Note: This is not a comedy but it’s so ubiquitous that I had to review it.
The Alchemist can be summed up using Coelho’s own words when he has one of his characters sum up a certain book that the protagonist is reading when they meet.
“‘It’s a book that says the same thing almost all the other books in the world say,’ continued the old man. ‘It describes people’s inability to choose their own Personal Legends.’” By this he means people’s inability to follow their hearts and dreams.
The fear of failure prevents us from achieving our dreams and if we simply follow our hearts we will achieve our personal goals. The end.
Unfortunately, this is not even correct. We all can’t follow our hearts to the Oval Office. Given the four year presidential term, it’s just not mathematically possible.
And yet somehow The Alchemist has sold more than 20 million copies worldwide and has been translated into 56 languages.
I think the popularity of this book can be attributed to three words.
It feels deep.
But the problem is, it’s not.
The story itself is about a Spanish boy who gives up his heard of sheep to follow his newfound dream of finding his treasure near the Egyptian pyramids. Along the way, he meets an alchemist who becomes his mentor. As a bibliophile friend of mine said, it’s a cute story.
The problem I have with it is that Coelho is a snake oil salesman pulling the wool over all of our eyes.
His recipe for sounding deep is to 1) write in a simplistic, allegorical style, 2) avoid giving his characters names, simply referring to them as the boy, the old man, and the Englishman etc., and 3) give everything a soul – The Soul of the World, The Soul of the Desert, the Soul of the Caravan etc.
Further, he fills the book with passages that at first glance appear profound, but upon the tiniest of inspection, we see that they are nothing but confused and often contradictory bits of nonsense and/or bullshit. Below are a few of my favorites.
“Everything that happens once can never happen again. But everything that happens twice will surely happen a third time.”
“No matter what he does, every person on earth plays a central role in the history of the world. And normally he doesn’t know it.”
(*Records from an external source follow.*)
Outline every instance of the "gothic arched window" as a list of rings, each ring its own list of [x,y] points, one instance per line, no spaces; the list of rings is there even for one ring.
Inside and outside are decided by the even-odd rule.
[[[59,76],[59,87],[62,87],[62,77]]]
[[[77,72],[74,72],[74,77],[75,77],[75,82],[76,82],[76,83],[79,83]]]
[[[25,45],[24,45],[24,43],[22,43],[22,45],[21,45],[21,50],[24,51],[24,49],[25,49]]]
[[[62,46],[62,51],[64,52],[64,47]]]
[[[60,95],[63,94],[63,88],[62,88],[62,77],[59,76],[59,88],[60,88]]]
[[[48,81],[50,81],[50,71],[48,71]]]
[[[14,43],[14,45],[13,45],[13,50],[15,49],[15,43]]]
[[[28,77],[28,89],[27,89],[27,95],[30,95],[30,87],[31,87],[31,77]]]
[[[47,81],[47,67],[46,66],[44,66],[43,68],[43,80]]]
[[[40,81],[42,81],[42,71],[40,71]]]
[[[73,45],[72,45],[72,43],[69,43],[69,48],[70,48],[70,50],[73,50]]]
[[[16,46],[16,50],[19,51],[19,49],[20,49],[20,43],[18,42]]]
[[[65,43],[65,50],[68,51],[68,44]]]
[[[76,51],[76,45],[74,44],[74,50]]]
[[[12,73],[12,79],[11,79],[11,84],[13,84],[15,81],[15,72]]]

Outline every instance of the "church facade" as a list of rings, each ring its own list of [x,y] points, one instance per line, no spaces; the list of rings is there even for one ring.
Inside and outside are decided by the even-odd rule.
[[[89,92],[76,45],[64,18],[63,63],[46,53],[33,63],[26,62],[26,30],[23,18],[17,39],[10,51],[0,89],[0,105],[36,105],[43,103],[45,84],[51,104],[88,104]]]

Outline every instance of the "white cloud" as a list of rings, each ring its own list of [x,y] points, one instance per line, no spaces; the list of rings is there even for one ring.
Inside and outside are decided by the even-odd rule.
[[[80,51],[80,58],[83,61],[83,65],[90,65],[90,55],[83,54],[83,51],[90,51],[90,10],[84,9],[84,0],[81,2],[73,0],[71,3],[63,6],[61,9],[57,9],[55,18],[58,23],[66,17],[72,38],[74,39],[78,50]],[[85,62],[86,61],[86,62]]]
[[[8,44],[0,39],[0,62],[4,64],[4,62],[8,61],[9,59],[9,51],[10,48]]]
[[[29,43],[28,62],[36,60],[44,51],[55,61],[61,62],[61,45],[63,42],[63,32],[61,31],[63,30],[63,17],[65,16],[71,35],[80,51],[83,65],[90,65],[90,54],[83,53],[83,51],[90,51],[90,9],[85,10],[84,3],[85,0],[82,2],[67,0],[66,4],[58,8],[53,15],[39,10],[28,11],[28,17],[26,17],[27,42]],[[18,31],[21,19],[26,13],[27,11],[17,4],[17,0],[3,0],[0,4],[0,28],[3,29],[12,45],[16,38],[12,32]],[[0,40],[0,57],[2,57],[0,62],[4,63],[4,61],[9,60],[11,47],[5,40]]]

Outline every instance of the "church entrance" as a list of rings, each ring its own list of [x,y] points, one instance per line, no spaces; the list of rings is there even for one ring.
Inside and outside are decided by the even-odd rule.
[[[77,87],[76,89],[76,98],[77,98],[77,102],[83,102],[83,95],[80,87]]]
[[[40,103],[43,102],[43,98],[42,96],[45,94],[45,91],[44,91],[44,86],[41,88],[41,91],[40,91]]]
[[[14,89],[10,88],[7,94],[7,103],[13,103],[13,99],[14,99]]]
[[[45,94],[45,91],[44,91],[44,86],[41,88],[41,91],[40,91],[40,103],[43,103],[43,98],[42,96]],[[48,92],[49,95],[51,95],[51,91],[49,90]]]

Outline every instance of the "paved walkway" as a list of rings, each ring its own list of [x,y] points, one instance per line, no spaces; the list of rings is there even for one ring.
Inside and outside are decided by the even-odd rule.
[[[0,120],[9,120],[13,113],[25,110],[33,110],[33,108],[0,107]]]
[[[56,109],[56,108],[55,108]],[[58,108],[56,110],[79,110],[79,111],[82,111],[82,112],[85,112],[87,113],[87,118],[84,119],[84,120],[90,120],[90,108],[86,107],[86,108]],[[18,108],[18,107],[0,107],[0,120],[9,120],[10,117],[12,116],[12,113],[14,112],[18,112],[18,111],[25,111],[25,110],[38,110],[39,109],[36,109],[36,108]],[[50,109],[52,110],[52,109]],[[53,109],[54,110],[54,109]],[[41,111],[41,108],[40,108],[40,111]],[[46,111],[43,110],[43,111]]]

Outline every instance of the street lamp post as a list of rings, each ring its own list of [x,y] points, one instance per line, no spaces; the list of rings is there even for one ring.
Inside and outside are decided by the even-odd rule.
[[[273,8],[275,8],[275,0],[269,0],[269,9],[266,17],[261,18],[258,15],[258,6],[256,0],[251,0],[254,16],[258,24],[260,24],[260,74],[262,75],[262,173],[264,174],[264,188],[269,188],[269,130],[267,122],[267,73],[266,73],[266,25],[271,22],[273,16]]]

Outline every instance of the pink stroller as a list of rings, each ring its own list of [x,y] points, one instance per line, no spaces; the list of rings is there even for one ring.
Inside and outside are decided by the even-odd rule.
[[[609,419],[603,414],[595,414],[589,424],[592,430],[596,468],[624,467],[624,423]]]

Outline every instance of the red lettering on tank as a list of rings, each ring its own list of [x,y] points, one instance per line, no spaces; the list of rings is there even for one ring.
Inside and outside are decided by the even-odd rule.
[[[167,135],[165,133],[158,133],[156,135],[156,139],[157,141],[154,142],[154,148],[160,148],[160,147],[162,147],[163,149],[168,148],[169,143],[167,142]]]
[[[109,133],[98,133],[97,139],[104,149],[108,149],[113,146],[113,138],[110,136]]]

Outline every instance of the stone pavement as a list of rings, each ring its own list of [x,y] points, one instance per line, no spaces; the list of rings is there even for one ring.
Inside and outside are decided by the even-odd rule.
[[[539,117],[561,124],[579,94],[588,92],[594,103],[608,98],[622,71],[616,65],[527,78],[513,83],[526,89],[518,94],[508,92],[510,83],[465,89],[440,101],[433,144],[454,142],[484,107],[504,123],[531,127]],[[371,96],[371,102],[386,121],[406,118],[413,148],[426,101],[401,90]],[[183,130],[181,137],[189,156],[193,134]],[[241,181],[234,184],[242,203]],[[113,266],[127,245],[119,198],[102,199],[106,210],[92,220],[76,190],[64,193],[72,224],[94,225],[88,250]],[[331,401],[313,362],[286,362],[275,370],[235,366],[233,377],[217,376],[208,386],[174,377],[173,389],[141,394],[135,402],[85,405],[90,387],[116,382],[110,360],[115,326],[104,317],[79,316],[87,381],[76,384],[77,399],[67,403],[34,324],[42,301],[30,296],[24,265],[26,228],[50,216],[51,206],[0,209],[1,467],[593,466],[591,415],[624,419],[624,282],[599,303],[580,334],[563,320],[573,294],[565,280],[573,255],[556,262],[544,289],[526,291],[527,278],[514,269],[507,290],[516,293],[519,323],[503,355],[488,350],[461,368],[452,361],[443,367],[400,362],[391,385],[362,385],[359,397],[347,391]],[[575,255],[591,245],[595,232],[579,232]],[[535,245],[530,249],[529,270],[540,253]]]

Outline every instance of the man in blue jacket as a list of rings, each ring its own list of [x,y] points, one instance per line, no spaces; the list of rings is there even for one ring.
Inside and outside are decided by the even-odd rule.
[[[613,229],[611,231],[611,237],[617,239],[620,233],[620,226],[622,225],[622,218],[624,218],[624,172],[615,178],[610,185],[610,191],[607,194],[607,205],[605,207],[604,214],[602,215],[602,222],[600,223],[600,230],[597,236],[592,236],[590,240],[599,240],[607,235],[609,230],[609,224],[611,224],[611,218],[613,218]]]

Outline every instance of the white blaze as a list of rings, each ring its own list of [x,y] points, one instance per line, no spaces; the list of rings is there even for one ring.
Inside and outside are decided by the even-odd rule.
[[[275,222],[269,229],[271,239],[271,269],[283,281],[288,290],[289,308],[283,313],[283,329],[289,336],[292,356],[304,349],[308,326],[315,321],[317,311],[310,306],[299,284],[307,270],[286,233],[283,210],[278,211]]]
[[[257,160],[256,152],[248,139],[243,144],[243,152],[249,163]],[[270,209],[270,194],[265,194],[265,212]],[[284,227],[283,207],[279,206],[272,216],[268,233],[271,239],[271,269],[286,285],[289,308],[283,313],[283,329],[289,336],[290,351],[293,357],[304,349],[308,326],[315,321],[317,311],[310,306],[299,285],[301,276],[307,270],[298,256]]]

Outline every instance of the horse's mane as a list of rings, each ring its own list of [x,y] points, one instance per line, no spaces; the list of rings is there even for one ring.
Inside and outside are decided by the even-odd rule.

“There had been a time when he thought that his sheep could teach him everything he needed to know about the world. But they could have never taught him Arabic.”
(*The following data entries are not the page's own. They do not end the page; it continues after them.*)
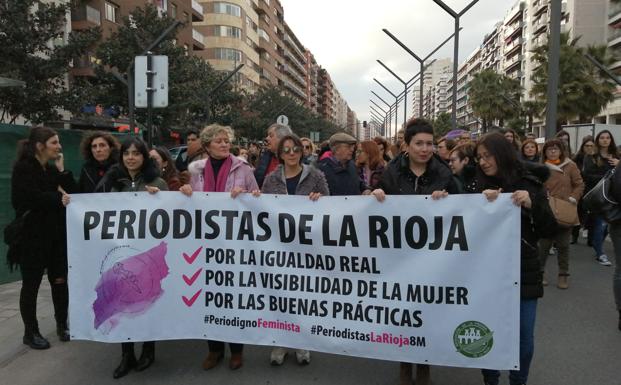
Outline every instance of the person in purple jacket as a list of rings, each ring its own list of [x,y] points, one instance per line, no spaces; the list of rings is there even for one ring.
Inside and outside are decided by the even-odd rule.
[[[231,154],[233,129],[228,126],[212,124],[203,128],[200,141],[208,157],[188,165],[190,183],[179,189],[185,195],[193,191],[230,192],[235,198],[241,193],[259,191],[259,186],[252,173],[252,168],[244,160]],[[215,368],[224,358],[224,342],[209,340],[209,355],[203,362],[203,368]],[[242,366],[244,345],[229,343],[231,359],[229,368],[239,369]]]

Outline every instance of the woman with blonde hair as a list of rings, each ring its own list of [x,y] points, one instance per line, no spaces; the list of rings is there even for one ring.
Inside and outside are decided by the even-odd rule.
[[[250,165],[231,154],[231,142],[234,138],[233,129],[229,126],[212,124],[203,128],[200,141],[208,156],[188,165],[190,183],[181,186],[179,190],[188,196],[193,191],[230,192],[231,198],[236,198],[241,193],[258,191],[259,186]],[[224,342],[209,340],[208,343],[209,354],[203,362],[205,370],[215,368],[224,358]],[[241,368],[244,345],[229,343],[229,348],[229,368]]]

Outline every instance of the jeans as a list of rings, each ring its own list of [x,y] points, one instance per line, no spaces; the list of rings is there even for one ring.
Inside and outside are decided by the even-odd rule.
[[[615,250],[615,273],[612,276],[612,290],[617,310],[621,311],[621,223],[610,224],[610,238]]]
[[[593,218],[593,250],[595,256],[599,257],[604,254],[604,238],[608,231],[608,224],[604,218],[597,216]]]
[[[526,384],[530,362],[535,352],[535,318],[537,315],[537,300],[520,300],[520,370],[509,372],[509,384]],[[498,385],[500,372],[498,370],[482,369],[483,381],[486,385]]]

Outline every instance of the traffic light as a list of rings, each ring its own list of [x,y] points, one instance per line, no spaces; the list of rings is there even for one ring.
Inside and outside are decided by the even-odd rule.
[[[367,128],[367,121],[366,121],[366,120],[363,120],[363,121],[362,121],[362,127],[363,127],[363,128]]]

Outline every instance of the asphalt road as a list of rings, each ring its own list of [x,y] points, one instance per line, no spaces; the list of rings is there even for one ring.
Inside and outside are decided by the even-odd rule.
[[[610,242],[606,250],[614,260]],[[612,296],[614,267],[600,266],[592,254],[584,244],[572,247],[569,290],[555,287],[556,258],[548,260],[551,285],[538,306],[529,384],[621,384],[621,331],[617,330],[618,313]],[[34,351],[21,344],[19,284],[0,286],[0,385],[398,383],[395,362],[313,353],[308,366],[298,366],[290,356],[282,367],[272,367],[268,362],[270,348],[259,346],[246,346],[240,370],[230,371],[225,361],[206,372],[201,368],[207,354],[205,341],[158,342],[156,362],[148,371],[113,380],[120,347],[59,342],[54,333],[49,287],[42,287],[41,293],[41,330],[49,337],[52,348]],[[433,367],[432,378],[434,385],[482,384],[480,372],[474,369]],[[506,373],[501,383],[508,384]]]

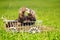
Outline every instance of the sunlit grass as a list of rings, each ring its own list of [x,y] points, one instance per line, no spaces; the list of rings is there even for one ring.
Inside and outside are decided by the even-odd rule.
[[[60,29],[60,0],[0,0],[0,40],[60,40],[58,30],[35,34],[6,32],[1,17],[15,20],[22,6],[33,9],[43,25]]]

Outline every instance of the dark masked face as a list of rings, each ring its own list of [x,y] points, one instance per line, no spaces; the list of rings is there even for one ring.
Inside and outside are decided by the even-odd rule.
[[[29,13],[29,14],[28,14],[28,17],[29,17],[29,18],[32,18],[32,14]]]
[[[21,15],[21,14],[19,14],[19,18],[23,18],[23,17],[24,17],[24,14],[22,14],[22,15]]]
[[[29,13],[28,16],[32,16],[32,14]]]

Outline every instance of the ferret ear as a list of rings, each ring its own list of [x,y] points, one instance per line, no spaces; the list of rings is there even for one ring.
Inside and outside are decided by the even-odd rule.
[[[27,12],[27,13],[30,13],[30,9],[26,8],[26,12]]]

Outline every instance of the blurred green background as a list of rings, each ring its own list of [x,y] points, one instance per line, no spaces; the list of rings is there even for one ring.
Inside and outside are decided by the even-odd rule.
[[[0,0],[0,40],[60,40],[60,32],[56,30],[37,34],[6,32],[1,17],[15,20],[22,6],[33,9],[43,25],[60,29],[60,0]]]

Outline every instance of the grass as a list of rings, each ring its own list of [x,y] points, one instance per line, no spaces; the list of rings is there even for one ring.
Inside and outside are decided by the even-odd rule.
[[[60,40],[57,30],[36,34],[6,32],[1,17],[16,19],[22,6],[35,10],[36,19],[43,25],[60,29],[60,0],[0,0],[0,40]]]

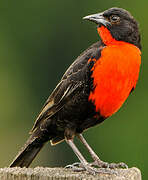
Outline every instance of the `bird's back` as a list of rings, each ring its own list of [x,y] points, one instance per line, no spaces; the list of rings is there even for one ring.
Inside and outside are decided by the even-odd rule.
[[[94,118],[95,106],[89,101],[89,95],[94,88],[91,77],[94,62],[90,59],[99,60],[103,46],[102,42],[93,44],[68,68],[43,106],[32,132],[47,128],[64,138],[66,127],[71,126],[78,133],[102,122],[102,117],[100,121]]]

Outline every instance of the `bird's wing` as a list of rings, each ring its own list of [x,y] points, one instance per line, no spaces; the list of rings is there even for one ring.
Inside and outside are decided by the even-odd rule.
[[[72,98],[76,90],[81,91],[87,78],[88,60],[100,56],[100,48],[102,48],[101,42],[93,44],[72,63],[44,104],[31,133],[44,120],[49,119],[63,108],[64,104]]]

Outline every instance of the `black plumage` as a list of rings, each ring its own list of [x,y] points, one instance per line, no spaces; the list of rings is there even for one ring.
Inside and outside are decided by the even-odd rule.
[[[93,103],[88,101],[90,91],[93,90],[91,68],[94,64],[88,60],[99,59],[103,46],[101,41],[93,44],[68,68],[47,99],[30,132],[30,138],[11,167],[28,167],[47,141],[56,144],[65,137],[70,139],[104,120],[95,111]]]

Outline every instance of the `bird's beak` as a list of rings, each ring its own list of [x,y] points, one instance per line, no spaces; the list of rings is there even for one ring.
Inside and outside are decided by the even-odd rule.
[[[107,27],[108,25],[111,25],[111,23],[103,16],[103,13],[85,16],[83,17],[83,19],[95,22],[98,25],[104,25],[105,27]]]

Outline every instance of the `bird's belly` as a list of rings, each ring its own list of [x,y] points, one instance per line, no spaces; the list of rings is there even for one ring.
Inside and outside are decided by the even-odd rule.
[[[115,113],[136,85],[140,54],[136,53],[135,47],[128,46],[105,48],[92,69],[94,91],[89,100],[101,116],[109,117]],[[131,53],[127,54],[128,51]]]

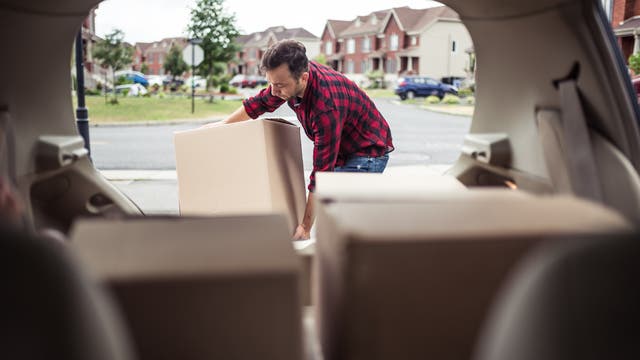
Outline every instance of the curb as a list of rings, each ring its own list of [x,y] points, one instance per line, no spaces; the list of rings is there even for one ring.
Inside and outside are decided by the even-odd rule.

I actually really like this last quote because it is one of the universe’s inherent truths. Loser sheep can’t teach us anything. Especially Arabic. Fuckin’ grass-chewing morons.
So while I would not recommend this book to anyone, it does have a satisfying ending and I also really like the following quote, so I’m giving it 2.5 pearls and rounding down to 2 since I always seem to round up and need to even that out a bit.
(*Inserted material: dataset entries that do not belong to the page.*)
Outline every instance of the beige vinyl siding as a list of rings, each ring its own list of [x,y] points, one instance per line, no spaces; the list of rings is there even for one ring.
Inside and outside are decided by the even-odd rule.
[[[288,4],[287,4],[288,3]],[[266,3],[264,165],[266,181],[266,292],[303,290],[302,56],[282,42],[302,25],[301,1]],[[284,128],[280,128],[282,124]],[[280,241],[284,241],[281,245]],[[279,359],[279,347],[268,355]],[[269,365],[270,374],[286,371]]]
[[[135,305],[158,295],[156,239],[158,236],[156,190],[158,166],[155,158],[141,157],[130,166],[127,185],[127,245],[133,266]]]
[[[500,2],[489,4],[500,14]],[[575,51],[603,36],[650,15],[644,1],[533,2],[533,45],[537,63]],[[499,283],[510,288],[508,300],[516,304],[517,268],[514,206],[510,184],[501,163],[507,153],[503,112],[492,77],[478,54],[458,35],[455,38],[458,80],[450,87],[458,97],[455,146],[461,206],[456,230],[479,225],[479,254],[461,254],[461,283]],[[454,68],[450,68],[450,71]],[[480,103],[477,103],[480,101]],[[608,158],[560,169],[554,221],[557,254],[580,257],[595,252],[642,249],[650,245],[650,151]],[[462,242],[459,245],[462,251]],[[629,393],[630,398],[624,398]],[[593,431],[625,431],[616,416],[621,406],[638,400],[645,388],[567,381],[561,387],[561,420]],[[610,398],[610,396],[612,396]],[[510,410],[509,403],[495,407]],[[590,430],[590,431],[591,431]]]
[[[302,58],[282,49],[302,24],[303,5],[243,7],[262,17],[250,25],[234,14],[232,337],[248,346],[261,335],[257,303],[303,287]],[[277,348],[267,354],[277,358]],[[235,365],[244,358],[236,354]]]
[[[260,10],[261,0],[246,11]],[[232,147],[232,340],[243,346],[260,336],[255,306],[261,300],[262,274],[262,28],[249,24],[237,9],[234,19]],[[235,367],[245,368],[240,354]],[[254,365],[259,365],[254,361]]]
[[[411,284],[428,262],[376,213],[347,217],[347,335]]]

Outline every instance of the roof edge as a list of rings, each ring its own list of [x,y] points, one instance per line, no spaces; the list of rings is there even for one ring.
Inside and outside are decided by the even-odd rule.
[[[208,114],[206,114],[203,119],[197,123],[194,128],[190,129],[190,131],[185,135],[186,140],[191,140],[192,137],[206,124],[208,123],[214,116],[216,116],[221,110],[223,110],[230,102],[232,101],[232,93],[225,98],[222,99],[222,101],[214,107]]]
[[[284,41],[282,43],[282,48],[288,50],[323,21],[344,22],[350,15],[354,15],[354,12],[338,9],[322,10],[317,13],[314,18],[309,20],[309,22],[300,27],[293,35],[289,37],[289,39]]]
“When we love, we always strive to become better than we are.”
Bonus Fun Fact: According to Paulo, “there is one great truth on this planet: whoever you are, or whatever it is that you do, when you really want something, it’s because that desire originated in the soul of the universe. It’s your mission on earth.” Awesome! So my desire to plow Natalie Portman originated in the soul of the universe. How romantic. I’m sure she’ll swoon once she hears that and without a doubt let me get my drill on.
If you would like to buy this pretentious hoax, please click here to purchase it at Amazon via my affiliate link which will provide me with a tiny percentage of the cost at no additional charge to you whatsoever.
Bonus Insight: “…he realized that he had to choose between thinking of himself as the poor victim of a thief and as an adventurer in quest of his treasure.
‘I’m an adventurer, looking for treasure,’ he said to himself.”
Me? I’m a treasure adventuring for poontang.